The common rubber 0-ring is a self-sealing principle, which maintains its sealing function until the 0-ring is deformed and softened. This is because it is the pressure exerted by the 0-ring that seals against small defects.
The sealing of a heat exchanger is not the same for the entire rubber sheet. The sealed operation of the heat exchanger depends primarily on a comparison between the instantaneous sealing stress caused by the compression of the rubber gasket and the operating pressure of the heat exchanger. If the sealing stress is greater than the operating pressure, the seal is maintained and if not, leakage occurs. Therefore, the most important thing for a heat exchanger seal is that the sealing stress is as high as possible and remains so for as long as possible.
This means that the rubber undergoes stress relaxation under long-term deformation, i.e. the seal stress decays with time under constant tension or pressure. Higher stress relaxation is an important factor in limiting the service life of heat exchanger rubber gaskets. There are two types of stress relaxation, one is physical relaxation, which is caused by the rearrangement between polymer molecules and filler particles, which gradually approaches equilibrium with the deformation of the rubber, and the logarithm of the sealing stress is linear with time. Another type of relaxation is chemical relaxation, which is caused by the cracking of chemical bonds in the rubber interconnection. Oxidation and temperature are important factors affecting this type of relaxation. The rate of stress relaxation is therefore very much dependent on temperature and the operating temperature range for each rubber gasket. Low temperature nitrile is suitable for the low temperature range and therefore stress relaxation deteriorates rapidly as the temperature rises, whereas the opposite is true for fluoroelastomers, which are suitable for the high temperature range.
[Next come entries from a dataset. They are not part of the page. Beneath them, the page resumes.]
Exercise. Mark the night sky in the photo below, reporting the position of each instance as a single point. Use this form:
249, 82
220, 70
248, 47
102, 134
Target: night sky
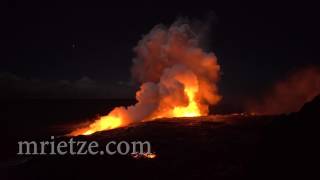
91, 48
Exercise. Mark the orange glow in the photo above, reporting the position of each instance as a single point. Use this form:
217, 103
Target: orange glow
192, 109
107, 122
178, 79
117, 117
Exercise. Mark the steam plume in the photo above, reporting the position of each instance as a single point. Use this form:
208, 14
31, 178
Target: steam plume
178, 78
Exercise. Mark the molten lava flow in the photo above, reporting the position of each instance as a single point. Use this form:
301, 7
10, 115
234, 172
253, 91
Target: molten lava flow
178, 79
113, 120
192, 109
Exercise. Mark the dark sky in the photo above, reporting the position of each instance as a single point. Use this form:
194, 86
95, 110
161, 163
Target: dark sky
256, 43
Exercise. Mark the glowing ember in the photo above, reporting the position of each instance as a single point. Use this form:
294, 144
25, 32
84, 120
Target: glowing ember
178, 79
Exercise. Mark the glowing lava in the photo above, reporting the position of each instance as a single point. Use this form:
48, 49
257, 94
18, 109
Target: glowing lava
192, 109
178, 79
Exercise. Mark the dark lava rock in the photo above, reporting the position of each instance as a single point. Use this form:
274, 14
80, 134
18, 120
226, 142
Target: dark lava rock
214, 147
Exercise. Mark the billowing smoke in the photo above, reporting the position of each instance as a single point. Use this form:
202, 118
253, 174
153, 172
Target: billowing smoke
178, 78
290, 94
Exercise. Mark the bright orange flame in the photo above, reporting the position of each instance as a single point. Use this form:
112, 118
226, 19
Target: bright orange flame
103, 123
192, 109
118, 119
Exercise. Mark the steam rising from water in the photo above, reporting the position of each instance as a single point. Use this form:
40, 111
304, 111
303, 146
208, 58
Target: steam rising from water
178, 78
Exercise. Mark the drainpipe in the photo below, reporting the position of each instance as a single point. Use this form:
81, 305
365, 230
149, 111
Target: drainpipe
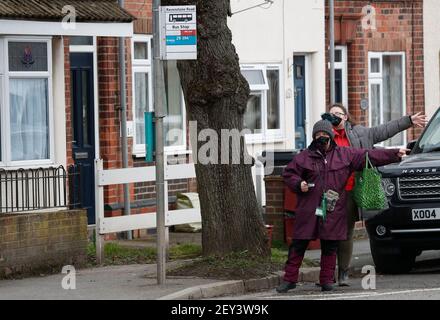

Poorly made gaskets with low crosslink density have high stress relaxation rates and short gasket life. However, increasing the crosslink density improves the stress relaxation but reduces the tear strength of the rubber, resulting in the rupture of the rubber gasket under high stress. Sealing stress is a function of temperature, and different rubbers have different dependencies on temperature. The sealing stress of fluoroelastomers shows a strong dependence on temperature and therefore cold leaks can occur in plate heat exchangers fitted with fluoroelastomer gaskets.
In addition to stress relaxation, another often overlooked characteristic of rubber gaskets is that the physical properties are also very strongly dependent on temperature. At high temperatures, the tear strength and hardness of rubber gaskets are reduced, although the reduction varies from one rubber gasket to another, but if the gasket is then compressed and its ultimate strength is exceeded, mechanical damage to the gasket may occur, such as crushing.
The life span of a heat exchanger rubber gasket can be described as follows. The initial sealing stress is generated when the gasket is mounted on the plate and compressed to its nominal size after assembly, and the stress relaxation of the rubber gasket begins. During the period of transport storage and installation of the heat exchanger, the heat exchange temperature is low and the stress relaxation is moderate. After start-up, the temperature starts to rise and the stress relaxation becomes more severe. After a certain period of operation, the heat exchanger needs to be stopped for maintenance and cleaning, and the heat exchanger cools down again to its original temperature. After re-opening, the seal stresses and stress relaxation start again. After several repetitions, in the case of hot and cold exchange, the sealing stress of the rubber gasket is eventually reduced to below the minimum sealing stress necessary to maintain the seal and the heat exchanger begins to leak, forcing it to stop operation and be replaced with a new rubber gasket.